Source: NIWA – National Institute of Water and Atmospheric Research
New Zealand has just experienced its warmest winter on record, according to official NIWA climate data.
NIWA’s Seven Station Temperature Series, which began in 1909, shows the 2020 winter was 1.14°C above average, just nudging out winter 2013 from the top spot, which was 1.08°C above average.
This year’s result also means seven of the 10 warmest winters on record in New Zealand have occurred since the year 2000.
Seventeen locations observed record breaking mean winter temperatures, with an additional 53 locations ranking within their top four warmest winters.
NIWA forecaster Ben Noll says the winter warmth can be attributed to several factors:
- More sub-tropical northeasterly winds than normal, particularly in the North Island. This brought warmer air toward New Zealand from the north
- Sea surface temperatures above average during winter, especially August. As an island nation, New Zealand’s air temperatures are strongly influenced by the seas surrounding it
- Air pressure was higher than normal, particularly to the east. This contributed to a sunnier than normal winter in much of the South Island and lower North Island
- Climate change – the warmth over winter is consistent with New Zealand’s long-term trend of increasing air temperatures.
Winter 2020 climate summary – why was it warm [NIWA infographic]
The highest recorded winter 2020 temperature was 25.1°C on August 30 in Timaru. This was the highest temperature recorded there during winter since records began in 1885 and the equal-4th warmest winter temperature on record for New Zealand as a whole.

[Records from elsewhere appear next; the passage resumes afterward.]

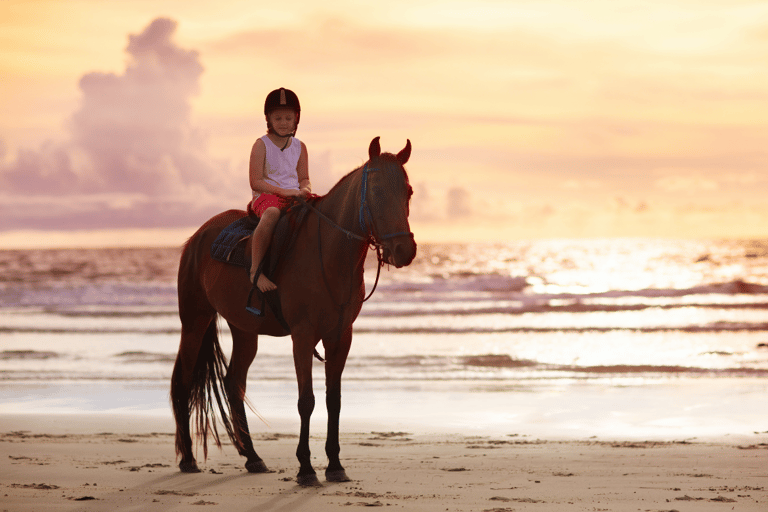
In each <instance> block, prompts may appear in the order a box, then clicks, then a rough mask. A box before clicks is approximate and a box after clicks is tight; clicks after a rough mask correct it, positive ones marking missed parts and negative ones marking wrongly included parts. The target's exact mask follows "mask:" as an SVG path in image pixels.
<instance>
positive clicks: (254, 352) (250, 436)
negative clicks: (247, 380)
mask: <svg viewBox="0 0 768 512" xmlns="http://www.w3.org/2000/svg"><path fill="white" fill-rule="evenodd" d="M229 329H230V330H231V331H232V357H231V359H230V361H229V368H228V369H227V396H228V397H229V407H230V410H231V412H232V427H233V428H234V431H235V436H236V438H235V439H234V440H233V441H234V442H235V446H237V451H238V453H239V454H240V455H242V456H243V457H245V458H246V462H245V469H247V470H248V472H249V473H267V472H268V471H269V470H268V469H267V466H266V464H264V461H263V460H261V457H259V456H258V455H257V454H256V450H255V449H254V448H253V440H252V439H251V432H250V430H249V429H248V419H247V418H246V416H245V405H244V401H245V386H246V380H247V378H248V368H250V366H251V363H252V362H253V359H254V358H255V357H256V351H257V350H258V347H259V339H258V335H255V334H249V333H246V332H245V331H241V330H239V329H237V328H236V327H235V326H233V325H232V324H231V323H230V324H229Z"/></svg>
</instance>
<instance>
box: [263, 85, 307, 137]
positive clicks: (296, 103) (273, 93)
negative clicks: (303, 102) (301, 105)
mask: <svg viewBox="0 0 768 512" xmlns="http://www.w3.org/2000/svg"><path fill="white" fill-rule="evenodd" d="M278 108H290V109H293V111H294V112H296V128H298V127H299V117H300V116H301V104H300V103H299V97H298V96H296V93H295V92H293V91H292V90H290V89H286V88H285V87H281V88H279V89H275V90H274V91H272V92H271V93H269V94H267V99H266V101H264V115H265V116H269V113H270V112H272V111H273V110H277V109H278ZM267 126H268V128H270V130H271V126H270V124H269V118H267Z"/></svg>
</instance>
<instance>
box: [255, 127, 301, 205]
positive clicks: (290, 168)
mask: <svg viewBox="0 0 768 512" xmlns="http://www.w3.org/2000/svg"><path fill="white" fill-rule="evenodd" d="M261 141H262V142H263V143H264V147H266V148H267V155H266V156H267V157H266V161H265V162H264V174H265V177H264V181H266V182H268V183H271V184H272V185H275V186H276V187H280V188H287V189H291V190H299V174H298V171H297V170H296V166H297V165H298V163H299V157H300V156H301V141H300V140H299V139H297V138H296V137H294V138H293V140H292V141H291V145H290V146H288V147H287V148H285V151H280V148H279V147H277V146H276V145H275V143H274V142H272V141H271V140H270V139H269V137H268V136H267V135H264V136H263V137H261ZM260 195H261V194H260V193H259V192H256V191H255V190H254V191H253V197H259V196H260Z"/></svg>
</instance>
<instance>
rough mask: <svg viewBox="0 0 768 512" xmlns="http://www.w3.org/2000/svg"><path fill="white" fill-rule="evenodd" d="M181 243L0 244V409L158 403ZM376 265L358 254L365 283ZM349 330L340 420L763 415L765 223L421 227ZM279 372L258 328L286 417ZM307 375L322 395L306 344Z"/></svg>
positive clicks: (765, 395)
mask: <svg viewBox="0 0 768 512" xmlns="http://www.w3.org/2000/svg"><path fill="white" fill-rule="evenodd" d="M179 255H180V249H179V248H132V249H49V250H5V251H0V421H2V417H3V415H8V414H38V413H47V414H50V413H61V414H79V413H91V414H98V413H110V414H130V415H133V416H135V415H137V414H138V415H141V414H146V415H155V416H162V417H168V418H170V416H171V411H170V406H169V404H168V384H169V382H170V376H171V371H172V368H173V362H174V359H175V356H176V351H177V348H178V343H179V335H180V323H179V320H178V314H177V299H176V285H175V279H176V272H177V268H178V258H179ZM374 277H375V259H374V258H373V257H371V258H369V262H368V268H367V270H366V285H367V286H368V288H369V289H370V287H371V286H372V285H373V280H374ZM220 329H221V338H222V345H223V346H224V347H225V351H226V350H228V347H229V346H231V338H230V337H229V333H228V331H227V327H226V323H225V322H220ZM354 333H355V334H354V339H353V346H352V351H351V354H350V357H349V361H348V364H347V368H346V370H345V373H344V381H343V382H344V388H343V390H344V391H343V393H344V406H343V407H344V409H343V411H342V428H344V420H345V418H348V419H349V420H350V422H351V423H350V424H352V425H355V426H360V425H361V424H365V425H378V424H385V425H386V426H388V427H390V428H404V429H411V430H413V429H422V430H441V431H442V430H452V431H461V432H470V433H506V434H512V433H515V434H522V435H530V436H539V435H542V436H543V435H550V436H564V437H573V436H575V437H589V436H593V435H597V436H608V437H611V436H614V437H627V436H629V437H645V438H650V437H659V436H661V437H665V436H666V437H670V436H672V437H679V438H687V437H701V436H704V437H706V436H724V435H750V434H751V433H753V432H756V431H766V430H768V418H766V416H765V413H764V412H763V411H765V410H767V409H768V407H766V406H768V241H754V240H753V241H737V240H721V241H703V240H660V239H605V240H537V241H510V242H504V243H495V244H420V245H419V248H418V254H417V257H416V259H415V261H414V262H413V264H411V265H410V266H409V267H406V268H403V269H395V268H388V267H384V269H383V270H382V274H381V279H380V282H379V285H378V288H377V290H376V292H375V293H374V295H373V297H372V298H371V299H370V300H369V301H368V302H367V303H366V304H365V305H364V307H363V310H362V313H361V315H360V317H359V318H358V320H357V321H356V323H355V327H354ZM321 351H322V350H321ZM295 387H296V385H295V373H294V370H293V362H292V356H291V351H290V341H289V338H271V337H267V336H262V337H260V340H259V354H258V355H257V358H256V360H255V362H254V364H253V366H252V367H251V370H250V373H249V381H248V396H249V398H250V400H251V401H252V402H253V403H254V404H255V406H256V408H257V409H258V411H259V414H260V415H261V416H263V417H264V419H265V420H266V421H267V422H268V424H270V425H277V427H273V428H278V427H279V428H293V427H294V426H295V425H296V424H297V422H298V414H297V413H296V398H297V396H296V389H295ZM315 387H316V394H317V395H318V396H322V393H323V378H322V364H321V363H319V362H317V363H316V368H315ZM318 403H320V404H322V401H319V402H318ZM321 409H323V407H319V406H318V407H317V409H316V412H315V415H316V416H318V417H320V418H322V414H323V412H322V411H321ZM255 421H257V422H258V420H255ZM252 423H253V420H252ZM313 425H314V423H313ZM317 425H318V427H317V428H318V429H321V430H322V428H323V425H322V423H321V420H318V422H317ZM262 428H267V427H262ZM313 428H314V427H313Z"/></svg>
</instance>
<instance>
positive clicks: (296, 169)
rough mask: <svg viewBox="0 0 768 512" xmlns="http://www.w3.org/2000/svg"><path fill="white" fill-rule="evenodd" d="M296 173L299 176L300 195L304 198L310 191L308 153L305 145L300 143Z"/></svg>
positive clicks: (305, 197)
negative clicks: (299, 154) (299, 152)
mask: <svg viewBox="0 0 768 512" xmlns="http://www.w3.org/2000/svg"><path fill="white" fill-rule="evenodd" d="M296 173H297V174H298V177H299V189H300V190H299V193H300V195H301V197H303V198H304V199H306V198H307V197H309V195H310V194H311V193H312V184H311V183H310V182H309V154H308V153H307V146H306V145H305V144H304V143H303V142H302V143H301V155H299V161H298V163H297V164H296Z"/></svg>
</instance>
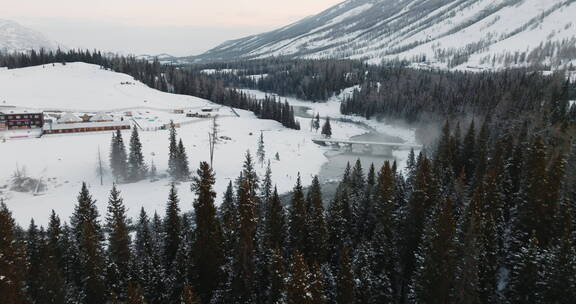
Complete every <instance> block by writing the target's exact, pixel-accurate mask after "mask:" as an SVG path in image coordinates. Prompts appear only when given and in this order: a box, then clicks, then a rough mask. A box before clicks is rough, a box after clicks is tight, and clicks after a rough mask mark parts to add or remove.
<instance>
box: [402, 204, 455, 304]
mask: <svg viewBox="0 0 576 304" xmlns="http://www.w3.org/2000/svg"><path fill="white" fill-rule="evenodd" d="M439 207H440V208H438V210H437V211H436V214H435V215H434V216H433V218H432V223H431V224H432V227H431V228H430V230H428V231H427V232H426V235H425V236H424V240H423V241H422V245H421V246H420V248H419V250H418V253H417V256H418V265H417V267H416V272H415V274H414V278H413V281H412V285H413V287H412V290H411V292H412V295H411V297H412V298H413V299H414V301H416V302H426V303H448V302H449V301H450V296H451V293H452V292H453V287H454V273H455V270H456V265H455V263H456V248H455V243H454V237H455V226H456V224H455V221H454V218H453V206H452V202H451V201H450V200H449V199H448V200H446V201H445V202H444V203H443V204H442V205H441V206H439Z"/></svg>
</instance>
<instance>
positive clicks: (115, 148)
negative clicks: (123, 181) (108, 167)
mask: <svg viewBox="0 0 576 304" xmlns="http://www.w3.org/2000/svg"><path fill="white" fill-rule="evenodd" d="M110 167H111V169H112V175H114V178H115V180H116V181H117V182H121V181H125V180H126V179H127V178H128V162H127V155H126V146H125V145H124V140H123V139H122V132H120V130H116V133H115V134H114V133H113V134H112V144H111V147H110Z"/></svg>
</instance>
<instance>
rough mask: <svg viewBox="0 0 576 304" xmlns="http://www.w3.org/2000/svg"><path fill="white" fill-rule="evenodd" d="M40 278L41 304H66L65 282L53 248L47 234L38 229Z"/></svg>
mask: <svg viewBox="0 0 576 304" xmlns="http://www.w3.org/2000/svg"><path fill="white" fill-rule="evenodd" d="M39 235H40V250H39V254H40V259H39V260H40V261H41V263H42V266H41V267H40V269H41V271H40V277H39V278H38V280H39V281H40V282H42V288H41V290H40V299H41V302H42V303H54V304H58V303H60V304H64V303H66V282H65V278H64V273H63V270H62V269H61V268H60V267H59V265H58V262H59V260H58V258H57V256H56V254H55V252H56V251H55V248H54V247H52V245H51V244H50V242H49V241H48V238H47V234H46V233H45V232H44V229H43V228H40V232H39Z"/></svg>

The lowest temperature was -12.3°C, observed at Middlemarch on 14 June.
Winter 2020 seasonal climate summary – temperature extremes [NIWA graphic]
Of these locations the most anomalously warm (i.e. largest deviation from average) was Farewell Spit, where mean daily temperatures of 13.0°C were experienced. This is 2.8°C more than the winter average and the warmest on record since records began there in 1971. Furthermore, mean maximum (i.e. daytime) temperatures at this location were 3.1°C warmer than average, while mean minimum (i.e. night-time) temperatures were 2.3°C warmer than average (these are also the largest anomalies in their respective categories).
Kaikohe had its second wettest winter on record, with 935mm of rain recorded for the season, which was 187% of normal. Records began in 1956.
At the opposite end of the scale, Reefton had its second driest winter on record with just 291 mm of rain recorded over three months – or 54% of normal. Records began in 1960. Much of the middle and upper South Island observed below or well below normal rainfall totals.
It will be no surprise that the highest one-day rainfall occurred in Northland in mid-July. Kaikohe and Whangarei received 262 and 251 mm respectively on July 17. This is the highest one day rainfall amount observed for both locations during winter. Kaikohe records began in 1956 and Whangarei in 1943.